Crowdly

Add to Chrome

Data Analytics (Eng) / Data Analitika (Ing) - 344

Looking for Data Analytics (Eng) / Data Analitika (Ing) - 344 test answers and solutions? Browse our comprehensive collection of verified answers for Data Analytics (Eng) / Data Analitika (Ing) - 344 at stemlearn.sun.ac.za.

Get instant access to accurate answers and detailed explanations for your course questions. Our community-driven platform helps students succeed!

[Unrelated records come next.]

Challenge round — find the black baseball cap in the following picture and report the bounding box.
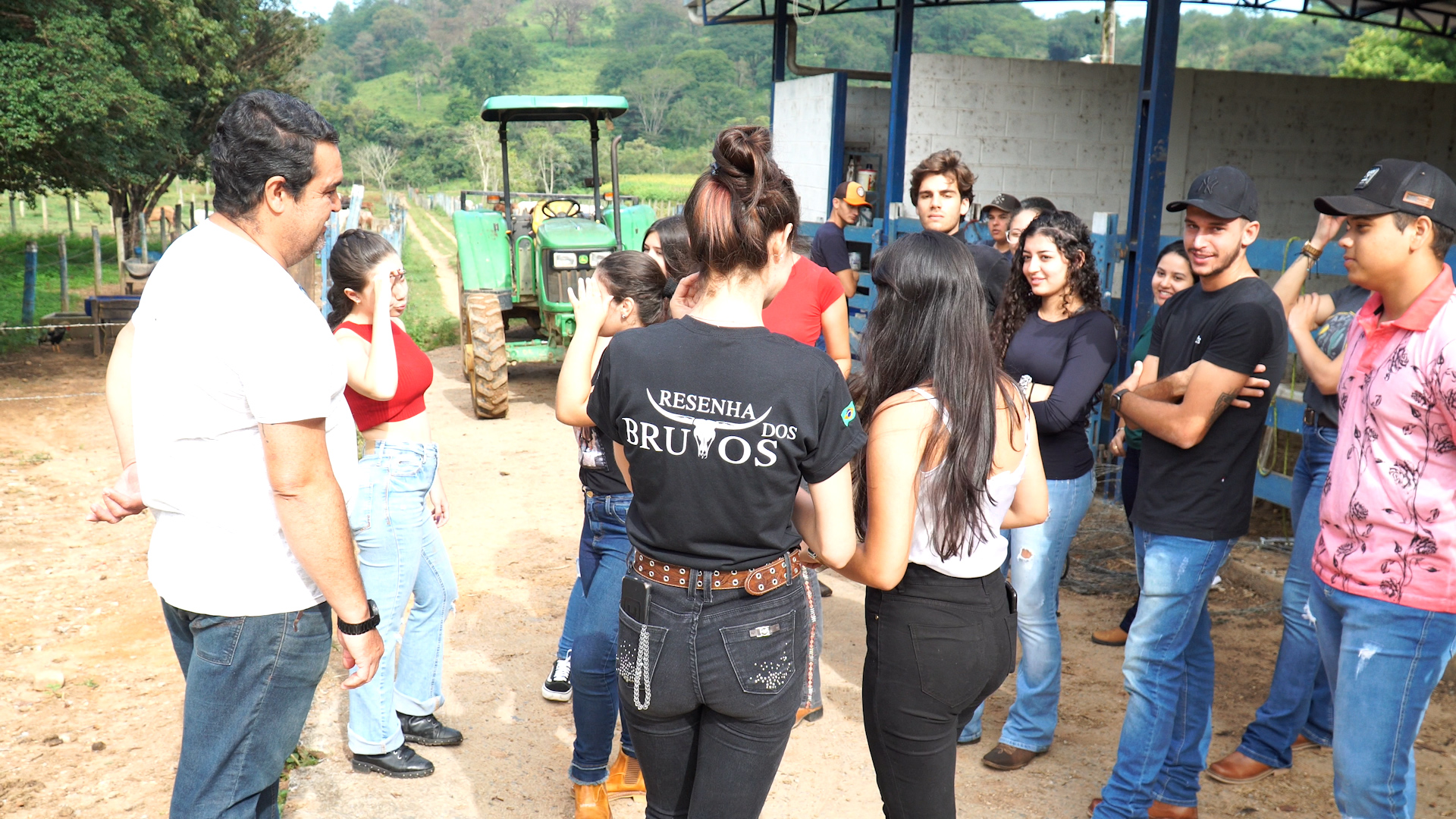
[1315,158,1456,229]
[1168,165,1260,221]
[981,194,1021,213]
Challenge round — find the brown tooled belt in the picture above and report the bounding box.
[632,551,802,598]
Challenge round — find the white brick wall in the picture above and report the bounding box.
[774,74,838,221]
[902,54,1456,237]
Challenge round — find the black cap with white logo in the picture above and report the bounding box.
[1168,165,1260,221]
[1315,158,1456,229]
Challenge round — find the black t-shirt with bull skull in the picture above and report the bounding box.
[587,318,864,570]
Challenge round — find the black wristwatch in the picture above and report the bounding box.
[1112,389,1131,413]
[337,601,378,637]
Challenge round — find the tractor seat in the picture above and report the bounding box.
[532,199,581,233]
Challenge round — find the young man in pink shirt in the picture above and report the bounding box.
[1309,158,1456,819]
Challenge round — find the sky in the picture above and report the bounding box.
[293,0,1263,20]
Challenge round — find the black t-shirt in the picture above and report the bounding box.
[576,427,632,495]
[810,221,849,272]
[1304,284,1370,424]
[587,318,864,570]
[1002,310,1117,481]
[1133,277,1288,541]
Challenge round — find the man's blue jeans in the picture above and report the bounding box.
[568,494,633,786]
[162,601,334,819]
[350,441,459,754]
[959,472,1095,752]
[1239,424,1335,768]
[1095,528,1233,819]
[1309,579,1456,819]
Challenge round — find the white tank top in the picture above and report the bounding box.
[910,386,1032,577]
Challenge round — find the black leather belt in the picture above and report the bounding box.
[1304,406,1339,430]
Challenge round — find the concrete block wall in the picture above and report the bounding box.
[774,74,838,221]
[905,54,1456,237]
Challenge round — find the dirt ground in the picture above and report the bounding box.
[0,334,1456,819]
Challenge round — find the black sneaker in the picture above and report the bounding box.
[541,651,571,702]
[394,711,464,745]
[350,745,435,780]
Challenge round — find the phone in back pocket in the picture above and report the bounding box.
[622,574,652,625]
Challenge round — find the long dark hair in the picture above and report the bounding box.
[992,210,1116,362]
[328,228,394,329]
[682,125,799,287]
[855,232,1022,560]
[646,215,696,280]
[597,251,670,326]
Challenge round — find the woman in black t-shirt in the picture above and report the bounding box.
[962,210,1117,771]
[543,251,667,814]
[587,125,864,817]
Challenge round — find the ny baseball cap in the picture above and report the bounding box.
[1168,165,1260,221]
[834,182,869,206]
[981,194,1021,213]
[1315,158,1456,229]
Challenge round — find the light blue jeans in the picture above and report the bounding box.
[1094,528,1233,819]
[959,472,1097,752]
[350,441,457,754]
[1239,424,1335,768]
[1309,577,1456,819]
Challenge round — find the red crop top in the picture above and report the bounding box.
[339,322,435,430]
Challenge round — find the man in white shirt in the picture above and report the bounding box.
[92,90,383,819]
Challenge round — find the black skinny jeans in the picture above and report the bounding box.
[861,563,1016,819]
[617,559,809,819]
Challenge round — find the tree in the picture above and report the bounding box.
[0,0,318,252]
[1335,29,1456,83]
[354,143,400,194]
[622,68,693,139]
[450,28,537,96]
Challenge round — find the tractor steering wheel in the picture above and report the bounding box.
[537,199,581,218]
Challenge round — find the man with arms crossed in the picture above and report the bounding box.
[92,90,397,819]
[810,182,869,299]
[1092,168,1285,819]
[1309,158,1456,819]
[910,150,1010,316]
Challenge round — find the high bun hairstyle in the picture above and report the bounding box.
[682,125,799,281]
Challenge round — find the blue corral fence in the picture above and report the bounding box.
[801,213,1456,507]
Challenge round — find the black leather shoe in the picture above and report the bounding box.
[394,711,464,745]
[351,745,435,780]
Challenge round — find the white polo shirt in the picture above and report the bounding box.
[131,221,356,617]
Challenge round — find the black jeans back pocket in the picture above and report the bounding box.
[910,623,1000,710]
[617,610,667,711]
[718,610,798,694]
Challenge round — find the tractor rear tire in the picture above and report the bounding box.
[464,293,511,419]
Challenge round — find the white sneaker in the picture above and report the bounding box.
[541,651,571,702]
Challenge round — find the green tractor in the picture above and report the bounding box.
[454,96,655,419]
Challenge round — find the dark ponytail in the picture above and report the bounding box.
[328,228,394,329]
[597,251,671,326]
[682,125,799,281]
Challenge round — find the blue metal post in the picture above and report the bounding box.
[768,0,789,128]
[881,0,915,220]
[20,242,41,326]
[824,71,849,221]
[1119,0,1179,375]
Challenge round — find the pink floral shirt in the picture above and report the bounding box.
[1313,267,1456,612]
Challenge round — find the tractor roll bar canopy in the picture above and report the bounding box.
[481,95,628,122]
[481,93,628,231]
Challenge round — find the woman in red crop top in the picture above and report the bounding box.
[329,231,462,778]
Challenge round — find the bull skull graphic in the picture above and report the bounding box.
[646,389,774,457]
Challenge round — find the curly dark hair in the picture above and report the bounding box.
[992,210,1117,360]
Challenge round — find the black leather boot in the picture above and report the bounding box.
[351,745,435,780]
[394,711,464,745]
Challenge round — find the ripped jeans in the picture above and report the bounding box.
[1309,577,1456,819]
[350,440,457,754]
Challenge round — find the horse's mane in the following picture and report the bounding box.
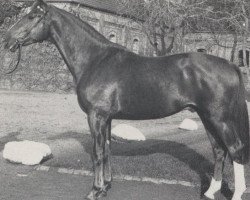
[51,6,125,49]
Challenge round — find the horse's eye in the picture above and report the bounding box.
[28,14,36,19]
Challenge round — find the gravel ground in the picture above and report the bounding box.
[0,90,250,197]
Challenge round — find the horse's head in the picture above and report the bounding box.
[5,0,49,51]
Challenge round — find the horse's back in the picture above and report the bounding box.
[77,49,242,119]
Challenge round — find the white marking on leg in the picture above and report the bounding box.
[205,178,221,199]
[232,162,246,200]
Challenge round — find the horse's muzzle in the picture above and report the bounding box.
[4,40,19,52]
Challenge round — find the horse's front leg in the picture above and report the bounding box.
[87,111,108,200]
[103,120,112,191]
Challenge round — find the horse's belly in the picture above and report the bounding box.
[117,94,185,120]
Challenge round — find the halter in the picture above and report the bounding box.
[5,7,49,75]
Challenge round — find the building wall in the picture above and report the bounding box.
[53,3,150,55]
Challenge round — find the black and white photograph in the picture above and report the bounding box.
[0,0,250,200]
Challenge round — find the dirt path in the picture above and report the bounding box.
[0,91,250,199]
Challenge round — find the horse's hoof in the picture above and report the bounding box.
[103,181,111,192]
[201,195,213,200]
[201,191,221,200]
[85,188,107,200]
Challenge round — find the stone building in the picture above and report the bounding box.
[16,0,250,63]
[16,0,153,55]
[7,0,250,88]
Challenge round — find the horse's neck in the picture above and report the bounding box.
[50,10,108,82]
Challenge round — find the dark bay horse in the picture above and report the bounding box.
[3,0,249,200]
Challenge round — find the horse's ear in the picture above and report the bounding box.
[36,0,48,13]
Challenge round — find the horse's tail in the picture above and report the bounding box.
[232,67,250,164]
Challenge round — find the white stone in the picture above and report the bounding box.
[3,140,51,165]
[111,124,146,141]
[179,118,198,131]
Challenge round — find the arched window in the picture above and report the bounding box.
[238,50,249,67]
[108,33,117,43]
[132,38,139,53]
[197,48,207,53]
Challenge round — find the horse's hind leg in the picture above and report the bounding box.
[201,117,226,199]
[87,111,109,200]
[103,121,112,191]
[201,115,246,200]
[204,131,226,199]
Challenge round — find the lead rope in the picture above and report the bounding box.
[5,43,22,75]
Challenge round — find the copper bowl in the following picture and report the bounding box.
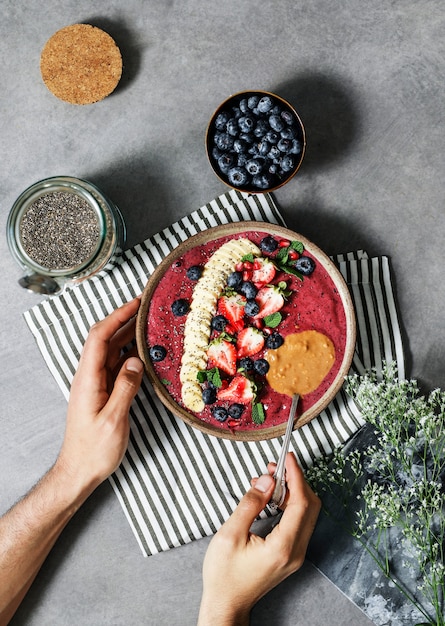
[205,91,306,193]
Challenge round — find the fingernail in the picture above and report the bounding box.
[125,356,144,374]
[255,474,273,493]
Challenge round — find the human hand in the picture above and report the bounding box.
[198,453,321,626]
[56,298,143,491]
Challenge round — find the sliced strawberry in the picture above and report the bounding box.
[236,326,264,359]
[207,337,236,376]
[255,285,284,319]
[218,293,246,332]
[218,374,255,404]
[252,257,277,287]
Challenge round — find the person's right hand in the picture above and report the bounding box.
[198,453,321,626]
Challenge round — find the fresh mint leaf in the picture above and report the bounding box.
[252,402,266,424]
[196,367,222,389]
[289,241,304,254]
[263,311,283,328]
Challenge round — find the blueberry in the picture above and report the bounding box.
[227,402,246,420]
[171,298,190,317]
[186,265,202,280]
[239,98,249,113]
[239,133,255,143]
[210,315,229,333]
[277,138,292,154]
[264,130,280,144]
[215,111,230,130]
[295,256,315,276]
[226,117,238,137]
[149,346,167,363]
[269,115,284,133]
[260,235,278,254]
[246,159,264,176]
[227,272,243,290]
[227,165,249,187]
[257,139,270,157]
[238,115,255,133]
[239,280,258,300]
[218,152,235,174]
[253,120,269,139]
[238,356,253,372]
[266,331,284,350]
[211,406,229,422]
[244,300,260,317]
[258,96,273,113]
[267,145,281,161]
[253,359,269,376]
[233,137,249,154]
[236,152,248,169]
[280,109,294,125]
[202,387,216,404]
[280,154,295,172]
[214,133,233,151]
[252,172,272,189]
[212,146,223,161]
[280,126,296,139]
[247,96,260,109]
[290,139,301,154]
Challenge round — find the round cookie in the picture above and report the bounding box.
[40,24,122,104]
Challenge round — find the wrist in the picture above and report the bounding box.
[48,456,100,511]
[198,597,251,626]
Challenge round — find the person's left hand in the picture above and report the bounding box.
[56,298,143,490]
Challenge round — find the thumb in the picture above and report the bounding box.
[108,357,144,412]
[225,474,275,539]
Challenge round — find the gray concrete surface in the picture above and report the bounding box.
[0,0,445,626]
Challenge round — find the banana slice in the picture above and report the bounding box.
[179,239,261,413]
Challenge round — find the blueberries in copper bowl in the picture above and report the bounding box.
[206,91,306,193]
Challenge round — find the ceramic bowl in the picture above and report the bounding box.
[136,222,356,441]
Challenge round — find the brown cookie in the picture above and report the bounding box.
[40,24,122,104]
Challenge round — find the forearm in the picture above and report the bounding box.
[0,456,92,625]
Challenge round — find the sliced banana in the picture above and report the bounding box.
[179,239,261,413]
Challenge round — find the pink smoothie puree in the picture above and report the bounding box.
[146,231,346,430]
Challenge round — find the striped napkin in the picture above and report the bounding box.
[24,191,403,556]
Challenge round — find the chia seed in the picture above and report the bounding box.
[20,191,101,271]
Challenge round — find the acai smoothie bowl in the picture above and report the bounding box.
[136,222,356,441]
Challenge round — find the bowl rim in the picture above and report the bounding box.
[136,221,356,441]
[205,89,306,194]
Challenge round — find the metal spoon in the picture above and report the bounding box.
[269,393,300,509]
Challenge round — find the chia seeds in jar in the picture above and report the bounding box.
[7,176,125,294]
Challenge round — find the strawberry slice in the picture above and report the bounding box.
[236,326,264,359]
[218,374,255,404]
[255,285,284,319]
[207,337,236,376]
[218,292,246,332]
[251,257,277,288]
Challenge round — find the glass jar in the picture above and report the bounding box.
[7,176,126,295]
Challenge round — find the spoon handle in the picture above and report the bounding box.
[269,393,300,508]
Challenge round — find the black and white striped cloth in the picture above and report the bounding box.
[24,191,404,556]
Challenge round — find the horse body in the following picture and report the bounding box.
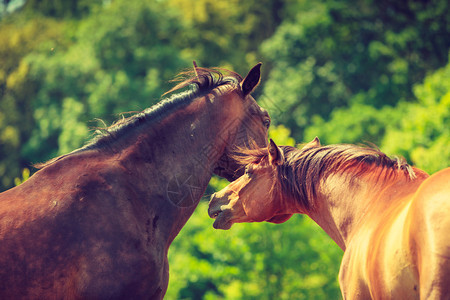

When converting a numerical feature into a categorical feature with 5 categories for use in a decision tree root node split, the size (in terms of number of instances) of all the child nodes of the root after splitting on the categorical feature, is the same regardless of whether equal width or equal frequency binning is used.

True

False

View this question

Consider a scenario where a dataset (D) has 10 instances. Each of these instances is represented by 4 descriptive feature (F1, F2, F3 and F4) and has 1 target feature that takes binary values. Because the target feature is binary, only 1 bit is required to store the target value of each instance. Features F1, F2, F3 and F4 are all categorical, with 5, 4, 3, and 2 possible discrete values, respectively. The decision trees to be trained on D will be deployed and utilized to classify previously unseen instances on a high-performance computer, hence algorithm efficiency is not a concern. Given this context, which measure is the most appropriate for the ID3 algorithm to induce a decision tree using D?

Variance

Chi-square

Entropy-based information gain

Gini-index-based information gain

View this question

What is the cost of the product associated with the transaction with an ID of 6000 in the given dataset?

View this question

What is the entropy of the last 10 instances of the given dataset?

View this question

Use rpart to build a decision tree based on the dataframe created from the given dataset. Train the model on only the descriptive features, but excluding ID. Set the parameters as follows: complexity parameter should be 0.001, the minimum split size should be 10, the minimum leaf size should be 5, and the maximum tree depth should be 3. How many instances are represented in the right most leaf node in the lowest level of the resulting decision tree?

View this question

Use rpart to build a decision tree based on the dataframe created from the given dataset. Train the model on only the descriptive features, but excluding ID. Set the parameters as follows: complexity parameter should be 0.001, the minimum split size should be 10, the minimum leaf size should be 5, and the maximum tree depth should be 2. How many instances are represented in the left most leaf node in the lowest level of the resulting decision tree?

View this question

Use rpart to build a decision tree based on the last 1000 instances from the given dataset. Train the model on only the descriptive features, but excluding ID. Set the parameters as follows: complexity parameter should be 0.01, the minimum split size should be 2, the minimum leaf size should be 1, and the maximum tree depth should be 5. Use this tree to make a prediction on the instance represented by the following vector (only the target feature is excluded from this vector): (10001,B,Flight,3,4,2412,3,high,F,6,5.68).

View this question

What is the gini index information gain of the instances with IDs in the range of [6000, 6020] when they are split on Product_importance? Note the range is inclusive of the boundary values.

View this question

What is the gini index of the instances with IDs in the range of [6000, 6020]? Note the range is inclusive of the boundary values.

View this question

What is the entropy information gain of the instances with IDs in the range of [6000, 6020] when they are split on Gender? Note the range is inclusive of the boundary values.

View this question

Want instant access to all verified answers on stemlearn.sun.ac.za?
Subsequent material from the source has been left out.